IN MAY 1998, President Bill Clinton announced that his policy would be "to capture terrorists, no matter where they hide." After al-Qaeda attacked on Sept. 11, 2001, there was widespread agreement that neither Mr. Clinton nor President Bush had pursued that policy with sufficient dedication. The Sept. 11 commission recommended that, for every actual or potential terrorist sanctuary, the United States "should have a realistic strategy to keep possible terrorists insecure and on the run, using all elements of national power" (italics added). So why is everyone from Democrat Hillary Rodham Clinton to Republican Mitt Romney beating up on Barack Obama for endorsing that common-sense position?
In a speech at the Woodrow Wilson Center last week, delivered after a National Intelligence Estimate reported that al-Qaeda had reconstituted menacingly in the mountainous Waziristan region of Pakistan, Mr. Obama said that he would condition military aid to Pakistan on its willingness to go after foreign fighters and the Taliban. He continued: "I understand that President
Musharraf has his own challenges. But let me make this clear. There are terrorists holed up in those mountains who murdered 3,000 Americans. They are plotting to strike again. It was a terrible mistake to fail to act when we had a chance to take out an al-Qaeda leadership meeting in 2005. If we have actionable intelligence about high-value terrorist targets and President Musharraf won't act, we will."

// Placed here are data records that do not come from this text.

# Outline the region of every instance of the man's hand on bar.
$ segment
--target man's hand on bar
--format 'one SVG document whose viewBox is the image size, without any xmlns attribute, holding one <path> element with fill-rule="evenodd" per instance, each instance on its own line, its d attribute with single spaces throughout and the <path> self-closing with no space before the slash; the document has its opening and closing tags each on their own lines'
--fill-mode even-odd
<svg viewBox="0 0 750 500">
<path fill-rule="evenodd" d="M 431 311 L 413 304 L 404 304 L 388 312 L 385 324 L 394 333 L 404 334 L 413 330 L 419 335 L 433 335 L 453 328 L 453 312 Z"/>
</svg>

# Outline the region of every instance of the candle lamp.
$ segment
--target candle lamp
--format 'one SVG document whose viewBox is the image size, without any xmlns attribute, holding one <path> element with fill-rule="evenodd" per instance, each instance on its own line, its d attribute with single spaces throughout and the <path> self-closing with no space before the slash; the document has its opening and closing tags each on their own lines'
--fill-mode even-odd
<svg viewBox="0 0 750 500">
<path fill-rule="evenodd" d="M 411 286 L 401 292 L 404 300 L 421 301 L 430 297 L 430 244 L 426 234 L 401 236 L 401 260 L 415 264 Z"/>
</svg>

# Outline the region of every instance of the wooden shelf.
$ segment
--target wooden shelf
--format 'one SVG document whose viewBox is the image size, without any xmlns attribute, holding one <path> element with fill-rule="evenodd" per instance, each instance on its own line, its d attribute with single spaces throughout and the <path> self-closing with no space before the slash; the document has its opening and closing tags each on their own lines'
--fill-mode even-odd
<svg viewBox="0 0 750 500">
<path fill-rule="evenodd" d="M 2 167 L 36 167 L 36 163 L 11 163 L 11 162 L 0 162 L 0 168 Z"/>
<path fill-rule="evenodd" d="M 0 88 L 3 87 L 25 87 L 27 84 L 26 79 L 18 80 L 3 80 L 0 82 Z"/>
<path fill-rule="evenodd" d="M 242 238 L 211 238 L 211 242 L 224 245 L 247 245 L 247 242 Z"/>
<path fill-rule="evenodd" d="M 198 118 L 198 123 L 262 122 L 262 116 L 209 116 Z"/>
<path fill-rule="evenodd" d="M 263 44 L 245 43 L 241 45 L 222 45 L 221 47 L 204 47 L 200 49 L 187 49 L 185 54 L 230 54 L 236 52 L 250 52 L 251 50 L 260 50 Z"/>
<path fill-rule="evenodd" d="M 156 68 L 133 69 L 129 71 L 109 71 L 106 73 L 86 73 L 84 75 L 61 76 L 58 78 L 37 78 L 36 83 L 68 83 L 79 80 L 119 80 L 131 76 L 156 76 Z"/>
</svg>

For this, Mr. Obama was ridiculed by Mr. Romney during a Republican presidential candidates debate Sunday on ABC's "This Week" as a "Dr. Strangelove" who is "going to bomb our allies." At a Democratic debate Tuesday, sponsored by the AFL-CIO and MSNBC, Christopher J. Dodd called Mr. Obama "highly irresponsible" for saying that "we may be willing unilaterally to invade a nation here that we are trying to get to be more cooperative with us in Afghanistan and elsewhere." And Ms. Clinton chimed in: "I do not believe people running for president should engage in hypotheticals. . . . I think it is a very big mistake to telegraph that, and to destabilize the Musharraf regime, which is fighting for its life against the Islamist extremists who are in bed with al-Qaeda and Taliban."